Define the Issues
Chef’s Toolkit has exhausted all of their financial resources trying to develop their product. The owner, Peter Jeffery, is seeking external investment to fund the launch of his product, and the potential investor, Dale Reid, has asked for projected financial statements for the company’s pessimistic, expected, and optimistic projected sales for the first year of operation ending July 30, 1995.
Analyzing the Case Data
Fragmented information was given in the case, along with a balance sheet and a production schedule for the expected sales of 10,000 units.
There was no statement of cash fiows, income statement or any information about their cash account or their accounts payable account.
Dale Reid could choose to either invest $85,000 for 50% of the company, choose to invest more or less for a negotiated percentage of the company, or not invest in Chef’s Toolkit. The pessimistic projected sales is 5,000 units per month, totaling 60,000 units in the year. The expected amount of sales is 10,000 units, summing to 120,000 units per year.
The optimistic projected sales is 30,000 units per month resulting in a total of 360,000 units sold in the year. In the optimistic option, a double mold is needed since the total required production exceeds the maximum amount for the single mold.
Selecting Decision Criteria
Low additional investment
High revenues with low expenses
Return on Investment
Both the pessimistic and expected sales forecasting show that with an investment well under the proposed $85,000 is required, a negative return of investment is expected. Also, according to break-even analysis operating with the single mold and excluding warehousing costs, a minimum of 12,035 units must be sold to break even. Under a similar situation with the double mold, 15,507 units must be sold to break even, which is about half of the optimistic sales projection. Also under the optimistic sales projection, a positive return on investment is expected.
Because the company is turning profit,less additional investment is required. Additionally under the pessimistic and expected situation, the company turns losses, and under the optimistic projections, Chef’s Toolkit only has a net income of 13% of its revenues.
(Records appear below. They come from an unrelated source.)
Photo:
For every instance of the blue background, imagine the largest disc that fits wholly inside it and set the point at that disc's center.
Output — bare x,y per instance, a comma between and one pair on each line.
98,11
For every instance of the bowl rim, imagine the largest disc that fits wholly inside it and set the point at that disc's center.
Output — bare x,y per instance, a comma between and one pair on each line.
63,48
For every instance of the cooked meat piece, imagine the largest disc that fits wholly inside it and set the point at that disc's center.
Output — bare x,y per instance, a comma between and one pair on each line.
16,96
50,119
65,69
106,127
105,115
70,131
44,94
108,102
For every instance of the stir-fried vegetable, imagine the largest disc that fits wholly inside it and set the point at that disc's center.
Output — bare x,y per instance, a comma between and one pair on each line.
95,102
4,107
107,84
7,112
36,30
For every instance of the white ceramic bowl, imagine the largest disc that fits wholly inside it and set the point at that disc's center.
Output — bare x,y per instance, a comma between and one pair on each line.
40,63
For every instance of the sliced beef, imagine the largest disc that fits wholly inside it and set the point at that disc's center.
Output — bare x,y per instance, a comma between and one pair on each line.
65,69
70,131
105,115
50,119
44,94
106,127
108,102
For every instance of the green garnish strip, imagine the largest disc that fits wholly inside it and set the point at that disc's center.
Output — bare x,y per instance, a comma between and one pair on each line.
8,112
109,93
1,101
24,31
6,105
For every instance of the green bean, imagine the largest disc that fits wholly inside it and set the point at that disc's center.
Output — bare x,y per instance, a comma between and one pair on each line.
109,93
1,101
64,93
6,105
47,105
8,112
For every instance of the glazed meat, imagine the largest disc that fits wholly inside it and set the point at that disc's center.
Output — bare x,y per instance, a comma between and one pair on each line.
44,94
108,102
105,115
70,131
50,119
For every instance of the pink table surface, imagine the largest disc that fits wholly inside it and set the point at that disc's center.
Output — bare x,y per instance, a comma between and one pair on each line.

Selecting Preferred Alternative
According to the above information and the projected pro-forma statements, Dale Reid should not invest his money in the company. The company’s lack of current assets, high expenses and low per-unit revenue create an unfortunate and unprofiable investment in pessimistic and expected situations. Only in the optimistic production and sales does the company begin to turn profit, but this profit is low. Chef’s Toolkit needs desperate restructuring and additional revenue sources before Dale Reid should invest.
Developing and Implementing the Plan
To reduce production costs, Chef’s Toolkit should look into finding less expensive producers and packagers. They should also look into additional revenue streams or finding a way to retail their product directly to the customer to take out the middleman.
This would increase their revenue per unit significantly. Chef’s Toolkit can explore online retailing since they essentially don’t have any sort of bricks-and-mortar store front, so it would fiow with their current business model. Also, if they aim to sell 13,500 units per month, they will turn profits (see break-even analysis-single mold) and not require a double mold since they will produce and sell a total of 162,000 units (the max for the single mold) within the first year.
However, presently Peter Jeffery and his wife have exhausted all of the company’s assets as well as substantial amount of their personal assets. The risk in their current situation is high and they need immediate revenue to start recouping their research and development costs. They also need money to even start producing the product so that they can sell it. This should be brought up in their discussion with Dale Reid, and hopefully Peter can persuade him to invest despite the bleak pro-forma financials.